Doubling Back by Linda Cracknell

Doubling BackPathways of the mind

Linda Cracknell’s Doubling Back  is the story of “ten paths trodden in memory”. The dual meaning of the subtitle is deliberate – some of the walks are routes Cracknell took in her youth while others are paths taken by those no longer with her, including her father, a keen mountaineer who died young. Whether strolling through the Cornish countryside or clinging to Alpine peaks, the book is about the connections between landscape, memory and identity.

Cracknell’s prose has always had a strong sense of place, from the harsh wilderness of the Caithness coastline in Call of the Undertow  to hot muggy gardens in The Searching Glance,  but in Doubling Back nature is no longer in service to the story. It is the story. As a reader of her work for years I could immediately tell there was something different about this book. Cracknell was clearly in familiar, comfortable territory, even while recounting times when she was physically far out of her comfort zone. There is the sense of a writer stretching into full suppleness, much the way a hiker does in the first few miles. There’s deep and subtle skill here. The reader can relax and trust the guide. Many of these walks are done in groups, some alongside animals, while few are solo missions. In each case the preoccupation is the relationship between the walker and the environment. As her mind skips from topic to topic, in one paragraph running from walking to Obama to a favourite library in Scotland to writing, her feet beat the path and it’s not long before the mountains and valleys are central again. Many writers of this kind of creative non-fiction live and write for the encounters with people, other walkers, locals and there are enlightening scenes with Kenyan women and Spanish olive grove workers, but this is a book for those of us who are secretly more alive when left to our own thoughts. Cracknell greets these people, is happy to see them but is soon on the path once more, interaction a break from the real journey. “Dialogue pattered on in my head… between my feet and the land… to me, not walking and not ever being alone would be to deny a part of myself.”

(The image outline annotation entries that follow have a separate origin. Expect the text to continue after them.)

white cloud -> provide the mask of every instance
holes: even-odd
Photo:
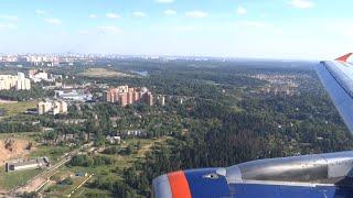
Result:
[[[269,23],[264,21],[243,21],[240,24],[249,28],[271,28]]]
[[[47,18],[47,19],[44,19],[44,21],[50,25],[61,25],[63,23],[62,20],[56,18]]]
[[[208,14],[200,10],[194,10],[194,11],[185,12],[185,15],[189,18],[206,18]]]
[[[314,7],[314,3],[310,0],[291,0],[289,4],[297,9],[309,9]]]
[[[15,24],[11,24],[11,23],[2,24],[2,23],[0,23],[0,30],[15,30],[15,29],[18,29],[18,25],[15,25]]]
[[[238,7],[236,9],[236,13],[239,14],[239,15],[243,15],[243,14],[247,13],[247,10],[244,7]]]
[[[106,16],[109,19],[120,19],[120,15],[117,13],[106,13]]]
[[[175,15],[178,12],[175,10],[164,10],[164,15]]]
[[[172,3],[174,0],[156,0],[158,3]]]
[[[132,12],[132,15],[135,18],[145,18],[147,14],[145,12],[136,11],[136,12]]]
[[[44,10],[35,10],[36,15],[46,15],[46,11]]]
[[[0,15],[0,20],[18,21],[18,20],[19,20],[19,16],[17,16],[17,15],[3,14],[3,15]]]
[[[89,18],[89,19],[96,19],[97,15],[96,15],[96,14],[89,14],[88,18]]]
[[[118,26],[98,26],[97,28],[98,32],[105,33],[105,34],[119,34],[121,33],[121,29]]]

The routes taken, beginning with retracing her own teenage steps in Cornwall and ending with a familiar walk near her home in Aberfeldy, don’t just introduce us to a disparate variety of locales – Kenya, Spain, Switzerland, Norway – but build up a picture of the writer as a person. We are the sum total of the journeys we have taken and Doubling Back  illustrates this perfectly. While walking a drovers’ track on Rannoch Moor for the first time, she comes across paths she walked years earlier, skirting a mountain she climbed with friends, the world at once familiar and unfamiliar. The places, the people, the influences are all connected through Cracknell. Thomas Hardy and Jessie Kesson, Arabic plumbing, a man escaping from the Nazis in 1944. These walks and these stories form a biography, a memoir with her at the centre connecting everything.

Then there are the paths not taken. Ever present is the father she tragically never met and the relationship that only existed through photos and accounts of his own mountaineering exploits. There are ghosts aplenty in the hills, figures from history, much loved writers, ex-partners and unborn children.

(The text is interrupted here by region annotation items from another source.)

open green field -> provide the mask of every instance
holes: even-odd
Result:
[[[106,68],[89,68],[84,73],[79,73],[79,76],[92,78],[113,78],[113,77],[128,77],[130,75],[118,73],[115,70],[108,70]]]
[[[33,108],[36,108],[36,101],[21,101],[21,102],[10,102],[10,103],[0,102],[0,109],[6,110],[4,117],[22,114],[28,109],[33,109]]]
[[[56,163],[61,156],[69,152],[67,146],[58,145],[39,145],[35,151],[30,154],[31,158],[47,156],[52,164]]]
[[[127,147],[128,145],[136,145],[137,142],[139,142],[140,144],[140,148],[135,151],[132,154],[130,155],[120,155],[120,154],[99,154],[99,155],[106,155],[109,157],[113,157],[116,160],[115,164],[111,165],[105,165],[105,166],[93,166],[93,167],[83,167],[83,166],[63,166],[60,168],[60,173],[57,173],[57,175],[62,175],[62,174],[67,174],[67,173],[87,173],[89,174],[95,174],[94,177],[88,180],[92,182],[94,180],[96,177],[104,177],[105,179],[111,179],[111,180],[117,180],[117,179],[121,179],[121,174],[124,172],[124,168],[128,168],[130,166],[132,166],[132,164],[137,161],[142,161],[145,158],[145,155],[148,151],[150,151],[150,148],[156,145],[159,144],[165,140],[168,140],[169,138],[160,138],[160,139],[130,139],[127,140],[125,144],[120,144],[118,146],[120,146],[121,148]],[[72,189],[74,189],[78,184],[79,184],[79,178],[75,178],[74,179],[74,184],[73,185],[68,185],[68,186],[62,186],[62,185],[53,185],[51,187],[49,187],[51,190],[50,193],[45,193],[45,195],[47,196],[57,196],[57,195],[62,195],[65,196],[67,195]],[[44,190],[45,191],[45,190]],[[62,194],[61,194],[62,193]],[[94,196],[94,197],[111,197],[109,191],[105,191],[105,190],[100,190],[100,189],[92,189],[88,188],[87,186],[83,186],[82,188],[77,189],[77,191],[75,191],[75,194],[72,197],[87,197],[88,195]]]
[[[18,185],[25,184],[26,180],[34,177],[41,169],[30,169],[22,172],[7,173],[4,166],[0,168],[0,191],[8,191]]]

Because of this, Doubling Back becomes much more than a travel book, a book about walking and climbing. It’s a deeply moving examination of why we scale dangerous peaks and lose ourselves in desolate wilderness, why we squelch through peat bogs and move through the world with nothing but what we can carry. It’s the story of how all this movement is life, how these journeys create us. Humanity is perpetually in movement but sometimes we have to be alone, battered by wind and rain on a road used for centuries before we realise the deep connections we have with history. We don’t scale mountains because they are there, we do it because we are.